California Sea Grant College Program
Influences of Surface Waves on the Open Ocean Wind Stress Vector
- Author(s): Rieder, Karl F.
- et al.
Open ocean measurements of the turbulent wind, directional wave field, and wave breaking are used to investigate the effect of waves on the wind stress, the momentum flux between atmosphere and ocean. Data were collected during the Surface Waves and Processes Program (SWAPP), which took place in February and March of 1990 from the research platform FLIP, situated in the North Pacific.
Traditional formulations of the drag coefficient are reviewed and tested in swell dominated, open ocean conditions in Chapter II. General trends indicate that drag increases with increasing wind speed, inverse wave age, and wave height, but the existence of significant scatter shows that none provides a stable, accurate estimate of the wind stress. However, significant correlations of the drag coefficient with these parameters are seen during the onset of three wind events, when waves are being actively generated. Additionally, the rate of increase of the drag coefficient in each of these periods is most closely linked to the turning rate of the wind, indicating that temporal and directional effects must play an important role.
The directional relationship between waves and the wind stress is investigated in Chapter III. Non-zero angles between the direction of the wind stress and the mean wind are measured. In general, the direction of the wind stress lies between the directions of the mean wind and that of the long period swell. Moreover, a significant trend between the variations of the wind stress and swell directions is found for higher wind speeds. Finally, a relation between the wind stress and wave directions can be noticed as a function of frequency, suggesting a close dynamical link.
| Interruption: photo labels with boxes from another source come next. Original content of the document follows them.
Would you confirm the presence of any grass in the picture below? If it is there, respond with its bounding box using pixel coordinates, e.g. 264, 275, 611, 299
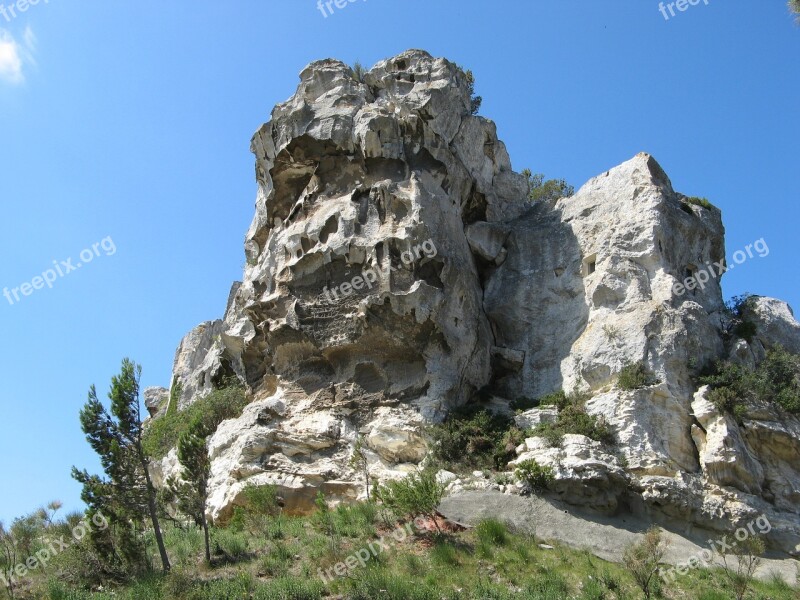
29, 505, 797, 600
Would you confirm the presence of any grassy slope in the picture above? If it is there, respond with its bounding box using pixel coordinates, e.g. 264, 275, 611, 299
33, 505, 798, 600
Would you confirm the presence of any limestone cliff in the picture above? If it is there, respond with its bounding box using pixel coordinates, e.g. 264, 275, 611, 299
156, 50, 800, 552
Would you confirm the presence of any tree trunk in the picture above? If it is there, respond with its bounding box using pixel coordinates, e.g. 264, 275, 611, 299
139, 446, 172, 573
203, 514, 211, 565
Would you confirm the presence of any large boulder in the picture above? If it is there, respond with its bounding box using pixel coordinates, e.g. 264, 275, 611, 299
153, 50, 800, 552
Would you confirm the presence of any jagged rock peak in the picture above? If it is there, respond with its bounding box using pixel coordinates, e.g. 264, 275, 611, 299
154, 50, 800, 552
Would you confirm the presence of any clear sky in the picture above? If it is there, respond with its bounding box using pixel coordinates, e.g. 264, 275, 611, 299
0, 0, 800, 520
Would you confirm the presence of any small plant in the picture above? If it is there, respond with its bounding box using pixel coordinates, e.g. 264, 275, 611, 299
699, 348, 800, 415
142, 380, 250, 459
683, 196, 714, 210
353, 61, 367, 83
464, 70, 483, 115
725, 293, 758, 343
375, 471, 445, 531
522, 169, 575, 202
721, 536, 766, 600
508, 396, 539, 413
617, 362, 658, 390
533, 391, 615, 448
539, 390, 570, 410
429, 405, 522, 470
514, 459, 555, 492
603, 323, 619, 342
622, 527, 668, 599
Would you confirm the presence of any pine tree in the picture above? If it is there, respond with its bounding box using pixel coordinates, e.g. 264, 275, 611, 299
72, 358, 170, 573
169, 419, 211, 563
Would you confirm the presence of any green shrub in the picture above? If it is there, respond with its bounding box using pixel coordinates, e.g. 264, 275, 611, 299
539, 390, 571, 410
142, 386, 249, 459
375, 471, 445, 528
617, 362, 658, 390
622, 527, 669, 598
683, 196, 714, 210
699, 348, 800, 416
514, 459, 555, 492
522, 169, 575, 202
533, 391, 615, 448
429, 405, 524, 470
725, 293, 757, 343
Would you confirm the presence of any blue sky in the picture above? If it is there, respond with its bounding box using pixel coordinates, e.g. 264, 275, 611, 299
0, 0, 800, 520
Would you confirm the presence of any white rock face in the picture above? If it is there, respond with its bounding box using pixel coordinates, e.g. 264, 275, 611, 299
154, 50, 800, 552
143, 387, 169, 417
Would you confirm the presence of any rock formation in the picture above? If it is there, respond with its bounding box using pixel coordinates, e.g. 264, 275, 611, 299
155, 50, 800, 552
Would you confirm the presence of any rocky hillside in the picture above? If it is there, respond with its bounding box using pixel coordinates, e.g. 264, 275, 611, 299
149, 50, 800, 553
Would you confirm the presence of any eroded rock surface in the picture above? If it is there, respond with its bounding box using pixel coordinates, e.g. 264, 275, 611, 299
155, 50, 800, 552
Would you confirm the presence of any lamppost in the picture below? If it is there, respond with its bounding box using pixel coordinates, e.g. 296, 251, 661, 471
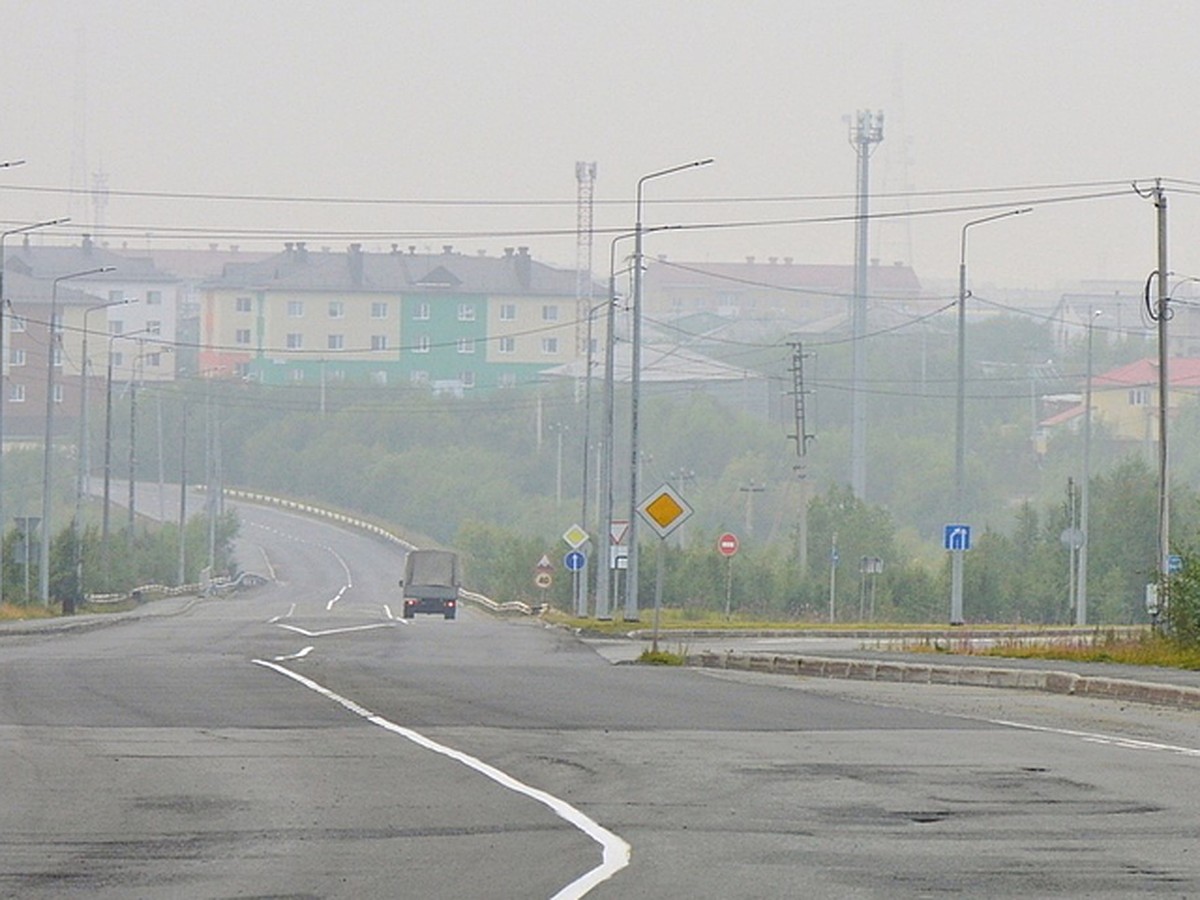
100, 328, 149, 580
1075, 310, 1100, 625
950, 206, 1031, 625
74, 296, 137, 607
625, 157, 713, 622
37, 265, 115, 613
0, 217, 71, 600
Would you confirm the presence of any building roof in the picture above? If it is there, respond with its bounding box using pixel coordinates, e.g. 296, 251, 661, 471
205, 241, 588, 296
541, 341, 763, 383
1092, 356, 1200, 389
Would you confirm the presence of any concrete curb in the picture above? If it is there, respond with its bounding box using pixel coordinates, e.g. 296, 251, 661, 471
686, 653, 1200, 710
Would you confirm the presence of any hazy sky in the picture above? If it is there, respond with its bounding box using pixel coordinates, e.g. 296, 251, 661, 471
0, 0, 1200, 288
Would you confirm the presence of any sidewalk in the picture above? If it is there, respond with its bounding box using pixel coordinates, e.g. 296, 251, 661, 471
584, 635, 1200, 710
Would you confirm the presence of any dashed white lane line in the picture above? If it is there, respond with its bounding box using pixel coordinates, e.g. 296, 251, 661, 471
988, 719, 1200, 756
275, 647, 313, 662
275, 622, 396, 637
254, 659, 632, 900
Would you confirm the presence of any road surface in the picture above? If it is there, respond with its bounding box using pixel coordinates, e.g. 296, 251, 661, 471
0, 506, 1200, 898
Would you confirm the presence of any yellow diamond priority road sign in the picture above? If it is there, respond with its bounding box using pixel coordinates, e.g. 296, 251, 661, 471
637, 485, 692, 538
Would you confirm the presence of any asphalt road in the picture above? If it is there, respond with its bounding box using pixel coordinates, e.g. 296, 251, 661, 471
0, 508, 1200, 898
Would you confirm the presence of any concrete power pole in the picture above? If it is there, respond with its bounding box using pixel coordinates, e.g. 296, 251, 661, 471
850, 110, 883, 499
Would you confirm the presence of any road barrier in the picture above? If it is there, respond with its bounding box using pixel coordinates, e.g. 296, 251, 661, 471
686, 652, 1200, 709
219, 487, 541, 616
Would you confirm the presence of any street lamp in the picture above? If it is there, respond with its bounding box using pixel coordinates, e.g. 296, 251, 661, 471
100, 328, 150, 578
1075, 310, 1102, 625
0, 217, 71, 601
74, 296, 137, 607
950, 206, 1032, 625
37, 265, 115, 613
625, 157, 713, 622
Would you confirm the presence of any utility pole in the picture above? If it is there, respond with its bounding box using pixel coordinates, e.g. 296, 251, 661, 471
738, 479, 767, 535
1154, 180, 1171, 610
850, 109, 883, 499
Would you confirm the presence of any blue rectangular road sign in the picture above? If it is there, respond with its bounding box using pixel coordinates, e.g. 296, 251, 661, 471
942, 524, 971, 551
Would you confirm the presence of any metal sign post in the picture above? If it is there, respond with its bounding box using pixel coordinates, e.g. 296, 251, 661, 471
630, 485, 692, 653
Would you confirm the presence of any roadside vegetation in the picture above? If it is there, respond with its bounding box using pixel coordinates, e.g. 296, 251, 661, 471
2, 314, 1200, 642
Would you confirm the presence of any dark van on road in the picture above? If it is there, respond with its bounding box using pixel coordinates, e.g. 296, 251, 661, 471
400, 550, 461, 619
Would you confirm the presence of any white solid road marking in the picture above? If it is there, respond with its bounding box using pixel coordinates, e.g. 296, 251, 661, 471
254, 659, 632, 900
988, 719, 1200, 756
275, 622, 396, 637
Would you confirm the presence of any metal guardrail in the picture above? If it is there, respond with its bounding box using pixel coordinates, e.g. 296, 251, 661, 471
220, 487, 530, 616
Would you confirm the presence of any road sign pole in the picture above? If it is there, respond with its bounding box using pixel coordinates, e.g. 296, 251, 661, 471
650, 538, 667, 653
725, 554, 733, 622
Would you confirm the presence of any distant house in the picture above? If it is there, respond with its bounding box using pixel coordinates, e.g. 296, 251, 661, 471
1038, 358, 1200, 444
198, 241, 602, 394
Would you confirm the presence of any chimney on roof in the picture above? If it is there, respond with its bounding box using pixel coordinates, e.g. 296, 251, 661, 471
514, 247, 533, 290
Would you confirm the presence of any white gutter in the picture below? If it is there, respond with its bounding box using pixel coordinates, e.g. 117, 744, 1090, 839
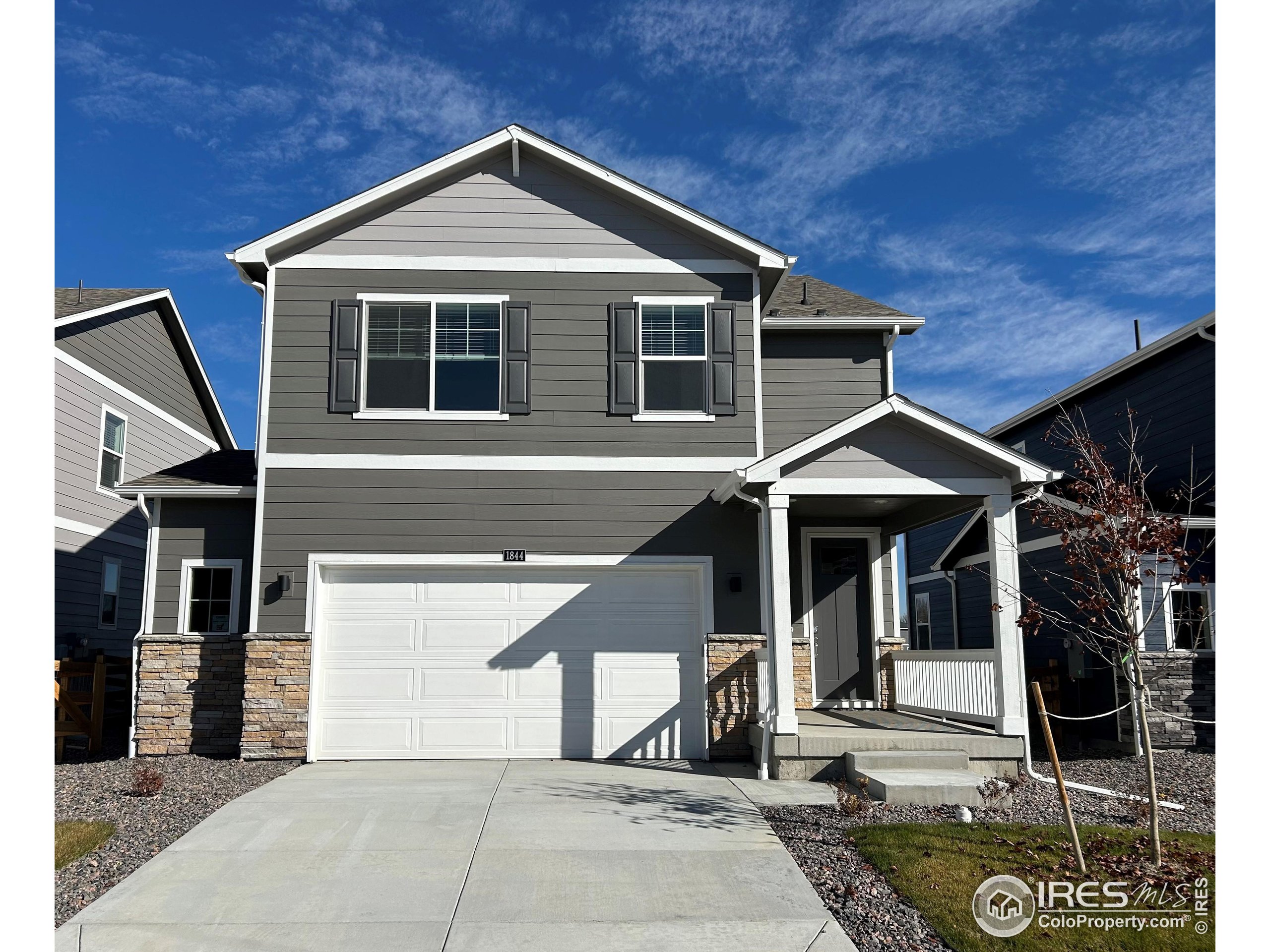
883, 324, 899, 396
128, 492, 157, 760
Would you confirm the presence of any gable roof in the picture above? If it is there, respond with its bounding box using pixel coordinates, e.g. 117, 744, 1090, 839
54, 288, 163, 320
54, 288, 238, 449
226, 124, 798, 297
715, 394, 1062, 499
762, 274, 926, 334
984, 311, 1216, 437
116, 449, 255, 498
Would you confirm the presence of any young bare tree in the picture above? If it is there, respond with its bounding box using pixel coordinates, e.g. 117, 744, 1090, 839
1018, 409, 1213, 866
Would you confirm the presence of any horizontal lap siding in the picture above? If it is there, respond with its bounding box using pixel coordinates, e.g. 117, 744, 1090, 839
309, 157, 725, 259
154, 499, 255, 635
258, 470, 758, 632
56, 303, 213, 437
763, 331, 884, 453
268, 268, 756, 456
54, 362, 207, 538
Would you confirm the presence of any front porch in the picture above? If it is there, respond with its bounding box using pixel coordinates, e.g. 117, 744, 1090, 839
714, 395, 1061, 802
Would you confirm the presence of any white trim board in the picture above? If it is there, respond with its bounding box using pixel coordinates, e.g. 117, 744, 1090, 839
54, 288, 238, 449
54, 515, 146, 548
261, 453, 752, 472
286, 252, 755, 274
226, 124, 792, 269
177, 558, 243, 635
54, 347, 221, 449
A possible connection between wave breaking and the wind stress is investigated in Chapter IV. From comparisons of data from 15 half hour periods, the directions of the whitecap motion and the wind stress are found to be generally co-linear. As well, the speed of whitecap motion is shown to correlate with the drag coefficient. These results suggest that information about wave breaking may be used to estimate both the magnitude and direction of the wind stress.